The plan, which does not include Mr. Biden’s sprawling infrastructure proposals, is for the 2022 fiscal year, which begins Oct. 1.
It represents a sharp break from the budget priorities of President Donald J. Trump, who sought to cut funding for domestic programs.
Here are some of the notable parts of Mr. Biden’s plan.
Fighting climate change across agencies.
Mr. Biden’s spending proposal would significantly increase government spending to fight and adapt to the damages of a warming planet.
He proposes more than $14 billion in additional funding compared with the 2021 year, with that money infused across nearly every federal agency.

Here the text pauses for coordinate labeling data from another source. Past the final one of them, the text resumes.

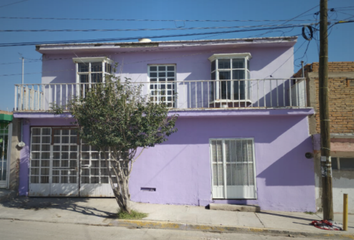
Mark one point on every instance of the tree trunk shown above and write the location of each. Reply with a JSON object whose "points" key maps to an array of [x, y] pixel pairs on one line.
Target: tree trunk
{"points": [[121, 180]]}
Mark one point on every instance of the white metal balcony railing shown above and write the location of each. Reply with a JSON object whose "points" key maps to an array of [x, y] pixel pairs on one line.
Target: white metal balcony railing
{"points": [[191, 94]]}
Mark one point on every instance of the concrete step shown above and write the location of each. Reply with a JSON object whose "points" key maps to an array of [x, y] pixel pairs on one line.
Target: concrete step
{"points": [[232, 207], [6, 194]]}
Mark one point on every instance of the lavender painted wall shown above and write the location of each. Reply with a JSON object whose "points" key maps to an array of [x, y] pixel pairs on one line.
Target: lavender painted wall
{"points": [[191, 64], [180, 168]]}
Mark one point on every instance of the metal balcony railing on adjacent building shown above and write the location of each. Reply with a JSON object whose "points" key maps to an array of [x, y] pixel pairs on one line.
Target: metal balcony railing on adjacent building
{"points": [[178, 95]]}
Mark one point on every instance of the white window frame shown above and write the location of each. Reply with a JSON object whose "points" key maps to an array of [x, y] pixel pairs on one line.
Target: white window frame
{"points": [[217, 94], [156, 93], [222, 192], [338, 160], [90, 60]]}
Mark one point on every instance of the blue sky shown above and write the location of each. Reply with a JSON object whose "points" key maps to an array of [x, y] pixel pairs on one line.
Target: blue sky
{"points": [[129, 15]]}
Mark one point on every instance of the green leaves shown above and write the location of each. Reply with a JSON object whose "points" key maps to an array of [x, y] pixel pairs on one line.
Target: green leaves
{"points": [[114, 114]]}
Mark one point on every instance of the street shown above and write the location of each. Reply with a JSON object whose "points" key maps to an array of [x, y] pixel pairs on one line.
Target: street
{"points": [[32, 230]]}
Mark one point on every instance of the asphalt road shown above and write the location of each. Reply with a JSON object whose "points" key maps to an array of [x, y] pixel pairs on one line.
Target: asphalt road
{"points": [[31, 230]]}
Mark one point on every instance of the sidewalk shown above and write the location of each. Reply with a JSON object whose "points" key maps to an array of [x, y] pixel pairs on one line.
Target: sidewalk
{"points": [[99, 211]]}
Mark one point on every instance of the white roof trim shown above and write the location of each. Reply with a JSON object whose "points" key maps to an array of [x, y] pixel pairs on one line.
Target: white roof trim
{"points": [[91, 59]]}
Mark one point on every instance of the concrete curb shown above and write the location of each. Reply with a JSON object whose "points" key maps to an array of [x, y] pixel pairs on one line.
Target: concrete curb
{"points": [[8, 196], [200, 227], [226, 229]]}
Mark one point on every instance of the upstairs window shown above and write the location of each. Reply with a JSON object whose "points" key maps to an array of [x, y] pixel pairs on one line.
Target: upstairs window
{"points": [[230, 72], [90, 71], [162, 84], [342, 163]]}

The broad-based increase in climate spending would come on top of clean energy spending in Mr. Biden’s proposed infrastructure legislation, which would pour roughly $500 billion on programs like increasing electric vehicle production and building climate-resilient roads and bridges.

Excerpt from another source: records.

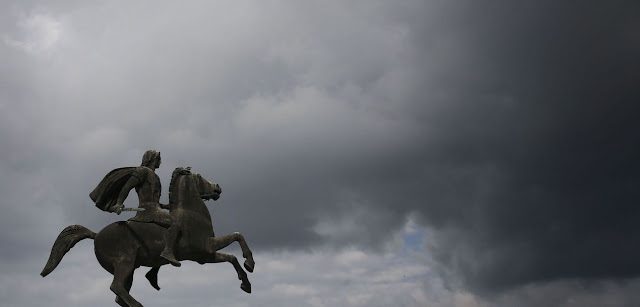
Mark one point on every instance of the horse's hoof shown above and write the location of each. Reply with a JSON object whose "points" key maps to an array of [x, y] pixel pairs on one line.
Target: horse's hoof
{"points": [[246, 287], [249, 264]]}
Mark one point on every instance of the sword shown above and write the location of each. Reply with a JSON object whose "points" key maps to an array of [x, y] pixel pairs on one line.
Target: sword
{"points": [[128, 209]]}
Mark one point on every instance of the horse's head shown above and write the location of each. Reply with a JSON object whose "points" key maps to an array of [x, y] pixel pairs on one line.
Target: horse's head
{"points": [[184, 183]]}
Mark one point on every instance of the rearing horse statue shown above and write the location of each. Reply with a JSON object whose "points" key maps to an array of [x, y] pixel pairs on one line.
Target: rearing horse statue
{"points": [[124, 246]]}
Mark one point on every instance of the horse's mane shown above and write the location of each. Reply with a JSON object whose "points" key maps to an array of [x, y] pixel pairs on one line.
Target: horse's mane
{"points": [[173, 186]]}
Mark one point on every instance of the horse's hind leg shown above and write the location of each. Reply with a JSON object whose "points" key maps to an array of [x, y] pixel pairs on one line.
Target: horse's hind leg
{"points": [[217, 257], [217, 243], [127, 286], [152, 276], [122, 280]]}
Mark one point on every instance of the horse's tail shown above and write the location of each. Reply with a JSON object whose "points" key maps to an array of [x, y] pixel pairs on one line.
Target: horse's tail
{"points": [[65, 241]]}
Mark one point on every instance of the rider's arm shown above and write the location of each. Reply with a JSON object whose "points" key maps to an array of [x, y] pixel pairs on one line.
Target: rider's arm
{"points": [[133, 181]]}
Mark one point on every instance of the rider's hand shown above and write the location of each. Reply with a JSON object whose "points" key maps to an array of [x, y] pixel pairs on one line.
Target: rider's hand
{"points": [[117, 208]]}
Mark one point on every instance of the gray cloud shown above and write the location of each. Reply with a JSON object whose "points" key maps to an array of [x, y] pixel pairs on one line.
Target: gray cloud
{"points": [[506, 129]]}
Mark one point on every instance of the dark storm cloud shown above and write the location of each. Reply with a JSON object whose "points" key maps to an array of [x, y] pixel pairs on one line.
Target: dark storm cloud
{"points": [[533, 173], [508, 128]]}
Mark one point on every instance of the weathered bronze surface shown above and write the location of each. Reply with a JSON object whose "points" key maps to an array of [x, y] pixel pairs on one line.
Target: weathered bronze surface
{"points": [[153, 237]]}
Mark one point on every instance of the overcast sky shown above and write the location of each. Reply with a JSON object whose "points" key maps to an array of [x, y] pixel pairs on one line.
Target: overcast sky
{"points": [[373, 153]]}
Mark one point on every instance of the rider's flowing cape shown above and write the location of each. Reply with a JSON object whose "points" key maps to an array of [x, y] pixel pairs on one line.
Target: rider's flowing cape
{"points": [[105, 195]]}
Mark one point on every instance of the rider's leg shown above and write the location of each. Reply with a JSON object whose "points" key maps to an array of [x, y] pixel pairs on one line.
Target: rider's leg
{"points": [[170, 241]]}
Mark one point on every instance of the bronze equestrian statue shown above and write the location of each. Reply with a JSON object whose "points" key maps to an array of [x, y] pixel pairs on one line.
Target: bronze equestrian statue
{"points": [[153, 237]]}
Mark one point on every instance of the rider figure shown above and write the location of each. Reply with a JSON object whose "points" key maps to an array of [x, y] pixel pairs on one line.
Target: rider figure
{"points": [[147, 185]]}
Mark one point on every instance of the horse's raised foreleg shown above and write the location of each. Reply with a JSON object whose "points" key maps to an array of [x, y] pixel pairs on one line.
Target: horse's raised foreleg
{"points": [[217, 243], [122, 281], [217, 257]]}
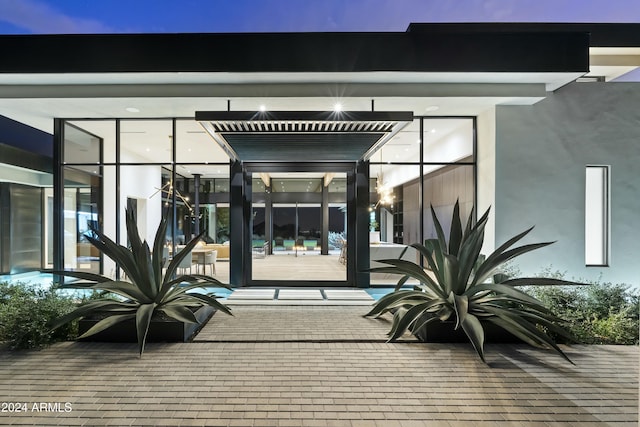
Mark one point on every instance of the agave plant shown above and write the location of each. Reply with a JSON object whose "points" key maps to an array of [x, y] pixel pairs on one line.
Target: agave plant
{"points": [[467, 287], [148, 292]]}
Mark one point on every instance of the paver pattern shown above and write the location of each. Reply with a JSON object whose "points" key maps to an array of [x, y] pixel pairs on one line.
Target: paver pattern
{"points": [[296, 323], [343, 383]]}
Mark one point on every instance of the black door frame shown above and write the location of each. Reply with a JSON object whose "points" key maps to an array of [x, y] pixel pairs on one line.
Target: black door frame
{"points": [[357, 221]]}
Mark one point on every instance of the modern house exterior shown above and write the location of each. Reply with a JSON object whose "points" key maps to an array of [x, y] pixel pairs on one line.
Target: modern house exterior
{"points": [[291, 139]]}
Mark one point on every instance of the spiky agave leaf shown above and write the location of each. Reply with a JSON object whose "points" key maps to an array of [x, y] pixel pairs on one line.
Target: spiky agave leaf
{"points": [[460, 287], [148, 291]]}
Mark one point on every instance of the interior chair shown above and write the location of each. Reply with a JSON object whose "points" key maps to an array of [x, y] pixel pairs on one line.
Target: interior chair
{"points": [[210, 259], [187, 262]]}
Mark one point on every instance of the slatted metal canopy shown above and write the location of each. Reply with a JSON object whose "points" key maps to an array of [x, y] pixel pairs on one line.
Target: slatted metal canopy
{"points": [[295, 136]]}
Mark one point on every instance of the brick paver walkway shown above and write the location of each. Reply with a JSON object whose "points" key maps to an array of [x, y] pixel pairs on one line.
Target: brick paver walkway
{"points": [[345, 383], [296, 323]]}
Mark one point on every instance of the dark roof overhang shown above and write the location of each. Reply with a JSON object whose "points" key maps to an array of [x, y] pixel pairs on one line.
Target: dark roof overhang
{"points": [[298, 136], [455, 50]]}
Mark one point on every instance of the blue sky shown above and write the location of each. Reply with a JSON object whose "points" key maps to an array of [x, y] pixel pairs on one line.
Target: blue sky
{"points": [[164, 16]]}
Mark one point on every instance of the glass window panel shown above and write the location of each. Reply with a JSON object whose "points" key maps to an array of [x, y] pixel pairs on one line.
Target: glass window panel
{"points": [[146, 141], [442, 187], [80, 146], [403, 147], [258, 222], [194, 145], [296, 185], [142, 186], [338, 185], [82, 195], [596, 215], [284, 222], [448, 140], [103, 129]]}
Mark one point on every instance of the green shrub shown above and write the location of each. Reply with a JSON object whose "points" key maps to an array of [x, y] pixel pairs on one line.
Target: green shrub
{"points": [[26, 310], [599, 313]]}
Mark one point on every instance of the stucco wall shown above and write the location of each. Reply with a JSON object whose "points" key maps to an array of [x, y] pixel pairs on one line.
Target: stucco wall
{"points": [[541, 154]]}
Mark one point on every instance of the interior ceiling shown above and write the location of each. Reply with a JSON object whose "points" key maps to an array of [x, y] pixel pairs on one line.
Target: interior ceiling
{"points": [[292, 136]]}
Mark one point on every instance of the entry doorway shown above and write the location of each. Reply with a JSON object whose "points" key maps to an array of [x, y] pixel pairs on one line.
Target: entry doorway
{"points": [[299, 226], [302, 224]]}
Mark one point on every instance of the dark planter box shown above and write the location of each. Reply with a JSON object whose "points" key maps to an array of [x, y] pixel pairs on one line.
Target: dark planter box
{"points": [[160, 330], [445, 332]]}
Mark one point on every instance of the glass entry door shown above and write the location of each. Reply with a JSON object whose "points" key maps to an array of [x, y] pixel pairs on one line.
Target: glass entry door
{"points": [[299, 227]]}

Over all, the Energy Department would see its funding increased by $4.3 billion, or 10.2 percent over the 2021 fiscal year, including additional money to research and develop technologies like new nuclear power plants or hydrogen fuels. It also includes $1.9 billion for a new initiative that would help deploy low-carbon energy projects around the county and speed up permitting for transmission lines.
The spending plan would also increase funding for the Environmental Protection Agency to $11.2 billion, $2 billion more than the 2021 fiscal year enacted level, including about $110 million to restore hundreds of positions left vacant after employees left the agency in recent years.
And it would fund what the White House calls “the largest investment in environmental justice in history,” requesting $1.4 billion for programs to redress the disproportionate effects of pollution borne by poor and minority communities.
The budget outline aims to embed climate programs into agencies that have not historically been seen at the forefront of tackling global warming. For instance, the Agriculture Department would receive an additional $161 million for programs to measure and verify actions that farmers take to sequester more carbon dioxide in their soil, $100 million to create jobs plugging methane leaks from abandoned oil and gas wells, and a $40 million increase for “climate hubs” that aim to give farmers more information about the effects of climate change on agriculture.